A year ago, the Steelers drafted guard David DeCastro in the first round and made him a starter in training camp. But a gruesome knee injury prevented him from starting the season opener and playing in the first 12 games.
"We felt when we drafted him, he's the kind of guy you can plug in and he'd be ready to play," Munchak said. "That's how we feel about him. He'll have some growing pains, no doubt, but whenever you draft a guy of that caliber or that high in the draft other than a quarterback, those are guys you are assuming can step right in and help your team win. I think there's such a need to win and improve and everyone wants success and no one wants to hear the word rebuilding."

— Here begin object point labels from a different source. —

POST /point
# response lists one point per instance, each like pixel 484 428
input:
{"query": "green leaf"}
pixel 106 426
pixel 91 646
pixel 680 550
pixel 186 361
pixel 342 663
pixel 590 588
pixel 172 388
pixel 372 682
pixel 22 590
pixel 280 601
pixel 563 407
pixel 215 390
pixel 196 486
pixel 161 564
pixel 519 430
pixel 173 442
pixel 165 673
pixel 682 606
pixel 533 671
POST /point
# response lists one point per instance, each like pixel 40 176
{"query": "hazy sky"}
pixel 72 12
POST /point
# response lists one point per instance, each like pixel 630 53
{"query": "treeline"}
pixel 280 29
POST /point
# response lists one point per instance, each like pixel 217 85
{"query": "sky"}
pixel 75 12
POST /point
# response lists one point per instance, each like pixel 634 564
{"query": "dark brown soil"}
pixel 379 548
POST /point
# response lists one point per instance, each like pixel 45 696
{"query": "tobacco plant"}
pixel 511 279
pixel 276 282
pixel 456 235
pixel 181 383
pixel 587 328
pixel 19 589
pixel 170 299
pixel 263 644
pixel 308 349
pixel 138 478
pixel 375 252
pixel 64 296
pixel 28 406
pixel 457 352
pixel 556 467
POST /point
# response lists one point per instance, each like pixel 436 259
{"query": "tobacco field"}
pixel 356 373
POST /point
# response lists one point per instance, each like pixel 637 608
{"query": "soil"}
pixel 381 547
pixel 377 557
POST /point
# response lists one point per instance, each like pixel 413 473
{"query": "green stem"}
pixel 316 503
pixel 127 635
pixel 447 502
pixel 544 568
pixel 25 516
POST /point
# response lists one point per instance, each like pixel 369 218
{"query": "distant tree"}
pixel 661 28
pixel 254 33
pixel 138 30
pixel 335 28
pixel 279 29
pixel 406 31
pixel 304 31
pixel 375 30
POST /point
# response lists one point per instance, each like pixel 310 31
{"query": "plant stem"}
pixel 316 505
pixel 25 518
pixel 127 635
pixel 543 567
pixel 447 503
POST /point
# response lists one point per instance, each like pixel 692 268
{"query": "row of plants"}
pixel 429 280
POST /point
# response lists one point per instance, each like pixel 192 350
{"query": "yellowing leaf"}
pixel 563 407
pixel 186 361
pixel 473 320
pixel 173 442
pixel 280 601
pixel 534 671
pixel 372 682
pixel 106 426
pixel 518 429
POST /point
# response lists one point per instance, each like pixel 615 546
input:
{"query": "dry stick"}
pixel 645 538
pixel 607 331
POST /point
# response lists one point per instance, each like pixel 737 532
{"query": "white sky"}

The Steelers have had a number of draft classes where the top four picks have become the foundation of their franchise, sometimes instantly.
Their 1974 draft class ranks among the greatest in NFL history, producing four Hall of Fame players among the top five picks -- Lynn Swann, Jack Lambert, John Stallworth and Mike Webster. But there have been other classes that have had a profound effect, too, even if they didn't measure to the stratospheric standard of 1974.
In 1992, they drafted three players who would become starters -- tackle Leon Searcy, linebacker Levon Kirkland and nose tackle Joel Steed -- in the first three rounds. A year later, they drafted cornerback Deon Figures, linebacker Chad Brown, receiver Andre Hastings and defensive end Kevin Henry in the first four rounds. In 1994, they found four eventual starters in the first four rounds: receiver Charles Johnson, defensive end Brentson Buckner, outside linebacker Jason Gildon and running back Bam Morris.
More recently, they drafted two of their starting linebackers, Lawrence Timmons and LaMarr Woodley, in the first two rounds in 2007; they drafted three eventual starters in the first three rounds in 2009 -- defensive end Ziggy Hood, receiver Mike Wallace and cornerback Keenan Lewis.
But, with the rapid development of this year's top four rookies, and the expectation that has been heaped on them, the 2013 draft class has a chance to be an immediate smash hit for the Steelers.
"When Keenan [Lewis] and Mike Wallace were here, for sure, you knew you had two players right there who came in, stepped in and helped us right away," said cornerback Ike Taylor. "Now we got the possibility of four guys who can come in and help. That's a big plus. You have four possible guys to come in and contribute right away, that's a huge plus for our team."
Even if the old-liners wouldn't always agree.